Añade que con ese método no se necesita mantener constantemente un alto nivel de desinfección en el agua y, como resultado, "se consume hasta 100 veces menos químicos que una piscina común”.

"Asimismo, la tecnología tradicional de piscinas requiere un sistema centralizado capaz de filtrar y recircular el volumen completo de agua entre una a seis veces al día, mientras que la de CL aplica una combinación de ondas ultrasónicas que aglomera las partículas contaminantes en partículas de mayor tamaño, que son posteriormente removidas de la laguna más fácilmente”, señala. 

"Esto permite que la tecnología consuma sólo el 2% de la energía utilizada por un sistema de filtración convencional”, recalca. 

Según Pillado, la innovación de Fernando Fischmann también puede utilizar cualquier tipo de agua: salada, dulce, o salobre -la que posee entre 0,5 y 30 gramos de sal por litro-, dependiendo de su disponibilidad, y estas lagunas cristalinas deben ser llenadas de agua una vez, "luego sólo se debe compensar lo que se pierde por evaporación”. 

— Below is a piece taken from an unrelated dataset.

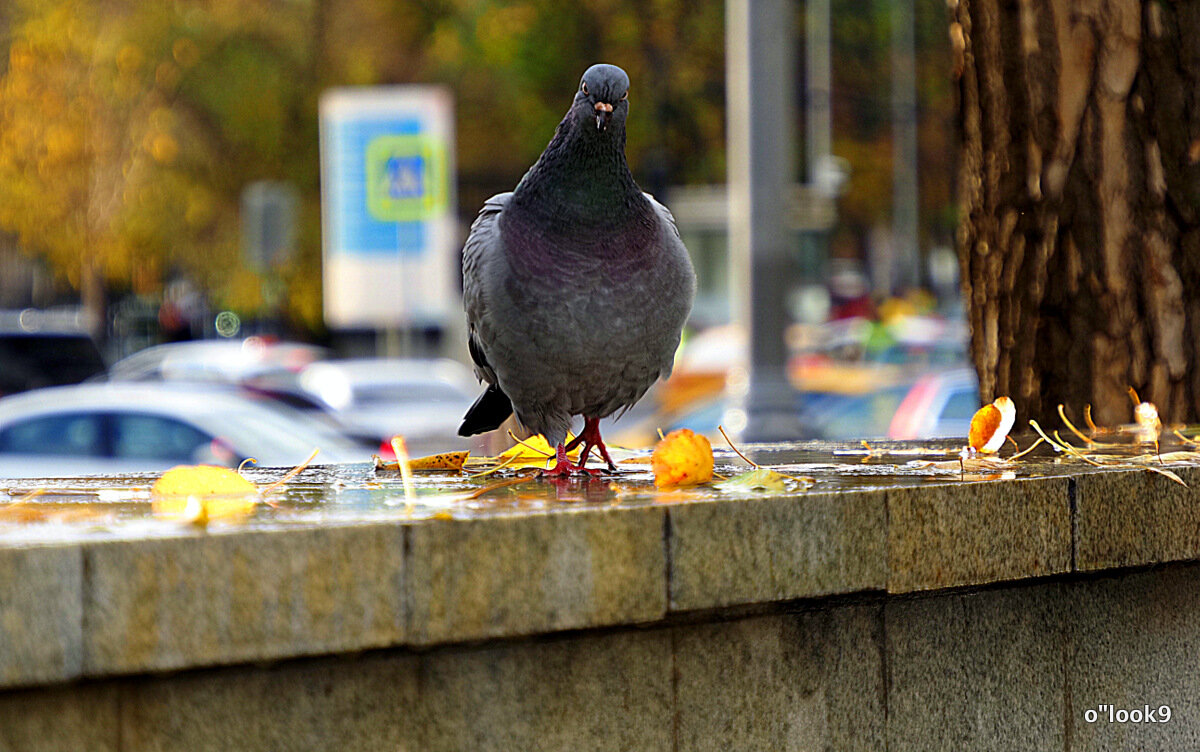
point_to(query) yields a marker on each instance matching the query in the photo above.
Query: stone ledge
(762, 549)
(112, 606)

"Estas lagunas cristalinas captan y almacenan también las aguas de lluvia, lo que compensa casi por completo la pérdida por evaporación pero es que, además, Fischmann desarrolló una tecnología de control que reduce la evaporación en un 50%” señala el directivo de CL. 

"Como operan en circuito cerrado, estas lagunas consumen 30 veces menos agua que un campo de golf y sólo la mitad que un parque de las mismas dimensiones”, prosigue. 

Pillado explica que la calidad del agua de las lagunas se mantiene monitoreada desde cualquier parte del mundo las 24 horas a través de una plataforma cloud o ‘en la Nube’, una serie de servicios y recursos de computación que operan a través de una red de servidores informáticos. 

"Además, las lagunas cristalinas pueden utilizar  el agua de los acuíferos subterráneos de los desiertos, y su calidad microbiológica y fisicoquímica cumple con los más altos estándares sanitarios internacionales”, concluye Pillado.